Views Supported by Many
Leading European and American psychiatrists at the meeting were inclined to agree in general with Prof. Oseresky, a member of the Academy of Medical Sciences of the Soviet Union. Some however, held the operation was advisiable in a few rare instances.
Among the latter were Prof. H.C. Ruemke, rector of the University of Utrecht, the Netherlands, and president of the World Federation for Mental Health. He said the operation was being performed much too frequently in the United States, where it is done even on children.
The procedure contrary to the principles of humanity, Proffessor Oserezki said, because it destroys higher brain centers and trasnforms a human being into a “vegetable”. After its performance, he said, the patient is deprived forever of any hope for future help that may become available by new discoveries or by the proper application of less drastic available methods.
By making a patient apathetic and indifferent, he said it becomes possible to send him home and thus free a hospital bed. “This may be good for the psychiatrists who complain of the overcrowding of mental institutions, but what about the patient?” he asked.
Lobotomy, he said, offers a strong temptation to surgeons because of the extraordinary cheapness and quickness of the operation. It was originally suggested as far back as 1890 and was scorned at the time as a “medieval procedure for cleansing the brain by driving out devils.” Post-mortem examinations of the patients on whom a lobotomy had been formed revealed great damage to many other parts of the brain, he reported.
U.S Doctors Views Quoted
“Lobotomy deprives the patient of a last hope for removing his pathological symptoms, so that by performing a lobotomy the surgeon is guilty of therapeutic nihilism,” Prof. Oserezki asserted. As evidence he quoted Dr. Walter Freeman of Washington, one of the strongest advocates of the operation in the United States, as having said in 1945 that a lobotomy leads to the following: “A disturbance in the activity of personality, the loss of interest by the patient in himself and his surroundings, emotional dullness, infantilism in behavior, loss of previously aquired training and difficulty in acquiring new learning.”

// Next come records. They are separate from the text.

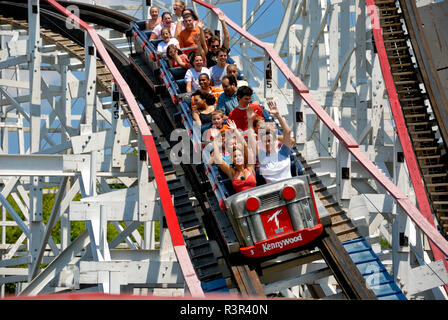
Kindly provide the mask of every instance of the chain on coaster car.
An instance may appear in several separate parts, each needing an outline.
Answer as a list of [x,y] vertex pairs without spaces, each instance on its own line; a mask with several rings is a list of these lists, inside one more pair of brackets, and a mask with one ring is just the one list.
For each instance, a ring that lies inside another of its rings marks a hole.
[[185,93],[183,76],[186,69],[169,67],[164,53],[156,50],[161,40],[149,40],[151,31],[144,30],[144,25],[145,21],[131,22],[128,37],[150,69],[159,70],[166,90],[180,110],[181,123],[190,135],[195,151],[202,151],[205,174],[220,209],[227,211],[237,237],[238,245],[227,242],[229,253],[266,257],[302,247],[318,238],[323,228],[331,224],[331,219],[325,210],[325,215],[319,216],[309,176],[303,175],[304,168],[295,159],[297,153],[291,156],[292,178],[239,193],[233,191],[230,179],[223,178],[217,166],[208,163],[210,150],[203,148],[188,103],[191,98]]

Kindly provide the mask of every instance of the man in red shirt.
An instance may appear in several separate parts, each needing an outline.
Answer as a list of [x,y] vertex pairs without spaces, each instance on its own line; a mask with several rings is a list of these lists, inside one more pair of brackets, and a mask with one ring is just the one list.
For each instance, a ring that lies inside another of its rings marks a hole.
[[229,114],[229,119],[233,120],[238,129],[241,131],[246,131],[248,128],[248,119],[247,119],[247,108],[253,106],[254,112],[257,116],[263,117],[263,110],[257,104],[250,103],[250,99],[252,98],[253,90],[248,86],[241,86],[238,88],[236,92],[238,98],[238,106],[232,110]]

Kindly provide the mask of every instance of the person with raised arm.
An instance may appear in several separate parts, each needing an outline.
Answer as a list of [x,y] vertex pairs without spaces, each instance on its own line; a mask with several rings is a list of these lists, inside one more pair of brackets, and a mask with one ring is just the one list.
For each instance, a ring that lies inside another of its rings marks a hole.
[[171,37],[176,36],[176,25],[173,23],[173,18],[171,16],[171,13],[169,12],[162,13],[162,23],[155,26],[155,28],[152,30],[149,40],[162,39],[161,32],[163,28],[170,29]]
[[[291,138],[291,129],[286,119],[280,114],[277,104],[268,101],[269,113],[280,123],[283,131],[283,141],[279,147],[277,129],[272,124],[264,123],[258,129],[258,139],[261,143],[256,144],[258,149],[258,161],[260,163],[260,174],[267,183],[277,182],[291,178],[291,148],[294,140]],[[249,144],[253,147],[253,128],[248,132]]]
[[168,47],[166,48],[166,56],[168,58],[168,65],[170,66],[170,68],[191,68],[190,63],[188,62],[187,55],[185,53],[182,53],[182,51],[174,44],[168,45]]
[[227,67],[227,50],[219,48],[217,51],[218,64],[210,68],[211,83],[213,86],[221,86],[222,78],[226,75]]
[[238,90],[236,91],[238,105],[229,114],[229,119],[235,121],[236,126],[241,131],[246,131],[248,128],[247,108],[249,106],[253,107],[254,112],[257,114],[257,116],[264,117],[261,107],[257,104],[250,103],[252,93],[253,90],[247,86],[238,88]]
[[207,58],[207,68],[211,68],[215,64],[218,63],[218,49],[224,48],[227,50],[227,63],[234,63],[232,59],[229,57],[230,52],[230,35],[229,29],[227,28],[225,15],[220,12],[218,14],[218,19],[221,21],[222,31],[224,34],[222,44],[221,39],[218,36],[212,36],[208,39],[205,50],[205,55]]
[[235,122],[228,120],[230,132],[236,135],[237,145],[233,149],[233,168],[227,162],[223,161],[221,155],[222,139],[220,134],[216,134],[213,139],[213,155],[210,158],[210,163],[217,164],[219,168],[229,177],[232,181],[235,192],[241,192],[255,188],[257,186],[257,180],[255,177],[255,166],[248,162],[249,150],[247,143],[244,140],[241,132],[239,132]]
[[[201,73],[199,75],[198,78],[198,83],[199,83],[199,91],[201,91],[202,93],[205,94],[212,94],[216,101],[218,100],[219,96],[222,94],[222,89],[218,88],[218,87],[214,87],[210,84],[210,76],[206,73]],[[215,105],[216,105],[216,101],[215,101]],[[194,99],[193,97],[191,98],[191,108],[194,109],[195,103],[194,103]]]
[[199,52],[194,51],[191,54],[190,64],[193,67],[187,70],[187,73],[185,73],[184,77],[187,92],[196,91],[201,88],[201,86],[199,85],[199,76],[202,73],[207,74],[207,76],[210,78],[210,70],[204,67],[204,59]]
[[[210,124],[212,126],[212,112],[215,111],[215,97],[209,93],[202,93],[196,90],[193,95],[196,108],[192,110],[191,115],[198,126]],[[208,129],[208,127],[204,127]],[[203,131],[203,130],[202,130]]]
[[178,49],[179,48],[179,41],[177,41],[176,38],[171,37],[171,31],[169,28],[162,28],[160,31],[160,35],[162,37],[162,41],[157,45],[157,51],[158,52],[166,52],[166,49],[170,44],[175,45]]
[[[228,115],[238,106],[237,80],[234,76],[225,75],[222,77],[221,86],[224,92],[218,98],[217,107]],[[250,103],[257,104],[258,101],[254,101],[254,99],[256,99],[256,95],[253,92]]]
[[[199,21],[197,25],[194,23],[193,15],[186,14],[184,15],[184,25],[185,29],[182,30],[177,36],[177,40],[179,40],[179,45],[181,48],[191,48],[198,46],[198,49],[203,51],[206,47],[205,38],[204,38],[204,23]],[[198,43],[199,40],[199,43]],[[195,48],[184,50],[185,54],[195,51]],[[205,52],[203,52],[205,58]]]
[[146,20],[145,29],[152,31],[157,25],[162,23],[162,18],[159,17],[159,8],[156,6],[149,8],[149,15],[151,19]]
[[173,22],[177,23],[178,21],[182,21],[182,11],[185,9],[185,2],[183,1],[175,1],[173,4]]

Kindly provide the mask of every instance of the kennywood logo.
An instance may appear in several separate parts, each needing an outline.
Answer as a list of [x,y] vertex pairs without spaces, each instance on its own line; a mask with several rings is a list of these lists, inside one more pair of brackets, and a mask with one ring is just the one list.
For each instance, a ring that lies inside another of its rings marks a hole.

Prof. Oserezki quoted another Soviet psychiatrist to the effect that through lobotomy “an insane person is changed into an idiot.” Experiments on animals in the Soviet Union, he reported, have shown that lobotomy leads to a higher decided diminution of the higher cerebral functions, the loss of ability of the cerebral cortex to acquire new learning, and the intensification of inertia in all nervous activity.
Speaking in German before a large audience of psychiatrists from more than a score of nations on four continents, Prof. Oserezki concluded: “As a result of our experience, we Soviet psychiatrists and neuro-surgeons have reached the definite conclusion that lobotomy is an anti-physiological method that makes the patient an intellectual invalid. For this reason we refrain from using this alledged’therapeutic method’ and search for more humane and pathologically justified procedures.”